The expansion set Unglued, cards from which are not sanctioned for tournaments, also contains the cards Jester's Sombrero and Look at Me, I'm the DCI to manipulate cards in the sideboard.

==Yu-Gi-Oh!==
In the Yu-Gi-Oh! Trading Card Game, a player may have a playing deck, an "extra deck" consisting of Fusion Monsters, Synchro Monsters, Xyz Monsters, and Link Monsters and an optional side deck of up to 15 cards. A player may exchange any number of cards between the side deck and the playing or extra deck after each duel, but the number of cards in the side deck after the exchange must be the same as the number of cards before the exchange. Versions of the rules before November 2009 did not allow exchanges between the side deck and the extra deck.

Players must show each other their side decks after shuffling and cutting their playing deck, and record the number of cards in the side deck. If a player exchanges cards after a duel during a multi-duel match (such as in tournament play), the player must demonstrate that the number of cards in the side deck has not changed.

A player may have no more than three copies of "a card that has the same name" (such as different versions of the same card) between the playing deck, extra deck, and side deck, two if the card is included in the semi-limited list, one if the card is included in the limited list, and none if the card is in the forbidden list.

The exchange enables a player to modify the playing deck to suit a game strategy against the opponent.

==Defunct card games==
===Dragon Ball Z===
Dragon Ball Z Collectible Card Game allows players to construct a sensei deck in addition to the main playing deck (known as a life deck), which requires the use of a sensei card. The sensei card counts toward the life deck minimum and maximum size, but cards in the sensei deck do not. The sensei card specifies the maximum size of the sensei deck.

When cards are exchanged between the two decks, the player must show the sensei cards to all opponents for confirmation, but need not show the cards removed from the life deck. The cards removed must be taken from the top of the life deck, then the sensei cards must be shuffled into the life deck. If the player fails to remove the sensei cards from the life deck before the subsequent game begins, that game is forfeited to the opponent.

===World of Warcraft===
The World of Warcraft Trading Card Game allows players to use an optional side deck of up to ten cards in some Constructed deck tournaments, and exactly ten cards in Classic Constructed tournament play. The side deck may contain any card allowed in the playing deck for the tournament, and may be used to exchange cards with the main deck. A maximum of four copies of a card having the same name may be included between the playing deck and side deck except for those that are "unlimited".
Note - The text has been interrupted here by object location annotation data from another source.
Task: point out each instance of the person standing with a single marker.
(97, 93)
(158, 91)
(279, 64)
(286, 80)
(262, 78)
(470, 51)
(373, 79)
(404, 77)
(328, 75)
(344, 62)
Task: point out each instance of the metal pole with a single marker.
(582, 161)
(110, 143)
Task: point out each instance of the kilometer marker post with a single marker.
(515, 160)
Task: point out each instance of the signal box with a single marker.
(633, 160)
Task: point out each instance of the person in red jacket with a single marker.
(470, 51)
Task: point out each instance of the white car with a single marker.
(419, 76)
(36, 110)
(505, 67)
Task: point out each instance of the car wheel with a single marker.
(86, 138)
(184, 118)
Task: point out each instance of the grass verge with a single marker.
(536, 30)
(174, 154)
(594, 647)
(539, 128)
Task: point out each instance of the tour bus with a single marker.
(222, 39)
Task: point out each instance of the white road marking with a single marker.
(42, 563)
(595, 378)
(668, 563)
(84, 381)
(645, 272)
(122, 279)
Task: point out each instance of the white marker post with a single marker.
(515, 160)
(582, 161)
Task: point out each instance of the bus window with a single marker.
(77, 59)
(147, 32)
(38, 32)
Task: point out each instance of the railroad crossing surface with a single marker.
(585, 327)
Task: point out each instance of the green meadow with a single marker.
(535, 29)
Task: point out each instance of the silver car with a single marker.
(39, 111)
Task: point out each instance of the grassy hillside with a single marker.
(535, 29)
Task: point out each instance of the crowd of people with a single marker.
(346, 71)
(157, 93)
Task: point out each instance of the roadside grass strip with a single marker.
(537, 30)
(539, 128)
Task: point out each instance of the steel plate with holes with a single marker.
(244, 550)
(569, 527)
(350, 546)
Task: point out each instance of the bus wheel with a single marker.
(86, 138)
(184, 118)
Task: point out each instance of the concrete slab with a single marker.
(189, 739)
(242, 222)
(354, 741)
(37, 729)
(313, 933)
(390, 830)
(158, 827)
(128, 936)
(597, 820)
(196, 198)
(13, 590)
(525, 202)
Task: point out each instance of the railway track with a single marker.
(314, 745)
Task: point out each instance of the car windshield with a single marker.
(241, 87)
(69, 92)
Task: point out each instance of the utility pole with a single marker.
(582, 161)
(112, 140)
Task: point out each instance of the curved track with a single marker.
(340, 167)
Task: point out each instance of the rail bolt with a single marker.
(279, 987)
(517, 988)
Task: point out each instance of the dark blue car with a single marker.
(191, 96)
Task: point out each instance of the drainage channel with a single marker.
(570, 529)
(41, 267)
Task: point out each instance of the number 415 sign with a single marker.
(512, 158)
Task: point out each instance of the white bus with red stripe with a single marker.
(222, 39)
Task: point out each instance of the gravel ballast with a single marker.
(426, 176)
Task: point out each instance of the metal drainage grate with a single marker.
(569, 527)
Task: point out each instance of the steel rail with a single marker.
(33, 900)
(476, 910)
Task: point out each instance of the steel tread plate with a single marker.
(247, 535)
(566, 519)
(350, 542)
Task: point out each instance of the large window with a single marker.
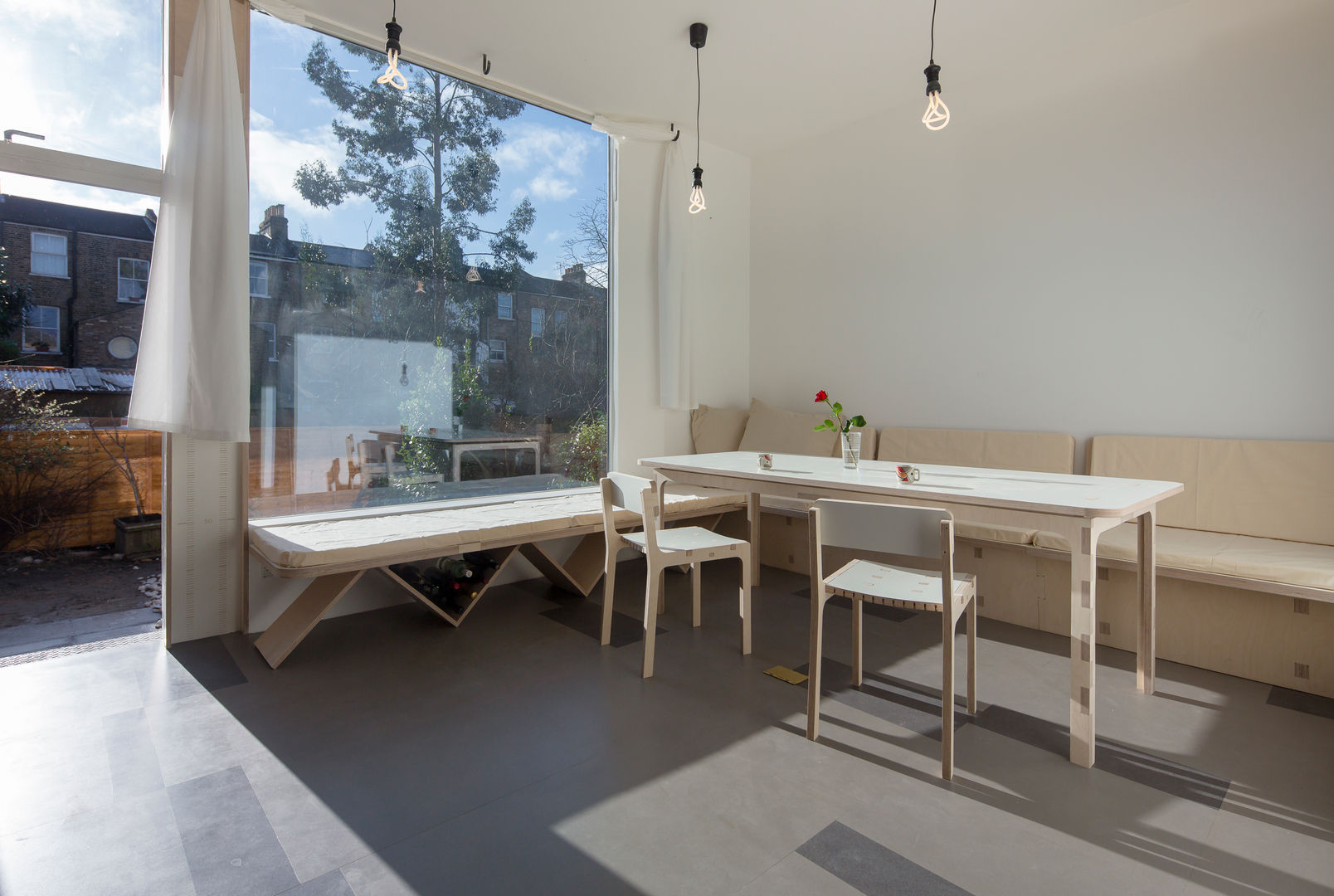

Most competitive World of Warcraft tournaments require players to register the list of cards in the side deck with the organizers. Once a game begins, players may not inspect their side decks. In a Limited tournament, the side deck consists of all cards "in a player’s card pool that are not being played in the main deck". If a player's deck consists of fewer than 30 cards in Sealed or Draft formats, that player may not use a side deck. Side decks are not used in Contemporary, Core, and Block tournaments.

There are penalties assigned for an illegal side deck list or an illegal side deck. The former results in a warning from tournament organizers, and the latter in a warning or game loss, depending on the tournament. Failure to remove side deck cards from the playing deck before the next game in a tournament results in a game loss, but may be downgraded to a warning in some circumstances.

Some cards or effects enable interaction with the side deck. The hearthing effect of the Hearthstone card is a modifier affecting all players by which players choose equipment cards from the playing or side deck. In tournaments, the card Through the Dark Portal removes all cards from the game except for those in the side deck, which becomes the new playing deck. The card Arcanist Atikan prevents an opponent from exchanging cards between the playing deck and side deck for all remaining games in the match.